In this study, usability of ANNs (MLP and RBFN) and ε-SVR artificial intelligence methods in the estimation of evaporation amount has been studied. In the formation of ANN models, four different ANN algorithms consisting of GDX, LVM, SCG, and RBP were used in the MLP method. The obtained results were compared with the results of empirical Meyer and Romanenko equations used in the estimation of evaporation amount. With this purpose, temperature, relative humidity, wind speed, and precipitation parameters of factors affecting evaporation were used as inputs and class A pan evaporation values were used as outputs. Data used belongs to Beysehir meteorology observation station.

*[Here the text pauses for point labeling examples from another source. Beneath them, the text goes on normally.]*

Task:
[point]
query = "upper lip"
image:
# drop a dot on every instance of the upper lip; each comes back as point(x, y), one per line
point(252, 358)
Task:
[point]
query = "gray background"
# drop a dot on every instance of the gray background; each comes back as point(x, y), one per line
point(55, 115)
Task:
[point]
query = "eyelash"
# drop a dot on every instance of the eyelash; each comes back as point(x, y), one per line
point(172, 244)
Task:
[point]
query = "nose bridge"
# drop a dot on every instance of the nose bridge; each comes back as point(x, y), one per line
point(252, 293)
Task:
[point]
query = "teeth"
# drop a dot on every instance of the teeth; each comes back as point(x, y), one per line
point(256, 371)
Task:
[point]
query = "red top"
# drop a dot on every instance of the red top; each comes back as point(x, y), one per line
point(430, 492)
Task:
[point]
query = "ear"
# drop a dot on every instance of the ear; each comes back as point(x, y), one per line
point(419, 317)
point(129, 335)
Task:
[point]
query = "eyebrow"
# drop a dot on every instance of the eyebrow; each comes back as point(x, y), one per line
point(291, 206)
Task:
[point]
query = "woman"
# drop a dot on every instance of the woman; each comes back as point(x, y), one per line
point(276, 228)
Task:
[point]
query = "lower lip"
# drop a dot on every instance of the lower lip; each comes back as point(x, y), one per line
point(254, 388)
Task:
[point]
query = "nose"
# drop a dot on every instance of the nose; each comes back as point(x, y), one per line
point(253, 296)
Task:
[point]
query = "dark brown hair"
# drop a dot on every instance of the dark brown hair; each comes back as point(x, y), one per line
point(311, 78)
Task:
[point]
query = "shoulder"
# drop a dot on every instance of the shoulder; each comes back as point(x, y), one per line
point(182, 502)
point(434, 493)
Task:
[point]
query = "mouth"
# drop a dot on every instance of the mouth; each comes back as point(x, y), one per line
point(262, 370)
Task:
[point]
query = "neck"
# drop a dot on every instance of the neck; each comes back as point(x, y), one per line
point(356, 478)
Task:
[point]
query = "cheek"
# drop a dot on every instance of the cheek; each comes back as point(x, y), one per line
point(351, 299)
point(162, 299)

Beysehir observation station is one of the three meteorology stations which make class A pan evaporation observations and represent the evaporation on lake surface area in Beysehir Lake catchment area and its immediate surroundings. As a result of the comparison of all obtained model performances, it was observed that all ANN models are more successful than ε-SVR and empirical Meyer and Romanenko methods. Nonetheless, both in ε-SVR and Meyer and Romanenko methods, an achievement of over 80 % was reached compared to R 2.

The best performance among utilized ANN algorithms was displayed with R 2 = 0.905 value in test period by the model which had SCG(4,2,2,1) network structure. Model results obtained by using the data belonging to Beysehir observation station have shown that artificial intelligence methods such as ANN and SVR have achieved considerable success in the estimation of air evaporation amount. The success of Meyer and Romanenko methods which estimate evaporation by using less parameter is also very close to that of ANN and SVR methods.

As the estimation of evaporation amount from water surface is quite difficult due to the complexity of evaporation mechanism and the abundance of factors affecting evaporation, the success of models obtained from such artificial intelligence methods is significant.

When the obtained results are evaluated, with models to be developed by using the data belonging to other two observation stations which are situated in Beysehir Lake Basin along with Beysehir observation station and which represent the evaporation on water surface, estimation of evaporation amount of Beysehir Lake, which holds great importance in providing both drinking water and irrigation water, shall be possible. Therefore, in terms of water potential of the lake reservoir, the capacity to estimate the evaporation amount is of considerable significance to take precautions against water shortages and develop strategies beforehand. Moreover, with these models to be formed, it shall be possible to make various hydrologic analyses and, hence, conduct studies with the purpose of improving water resources.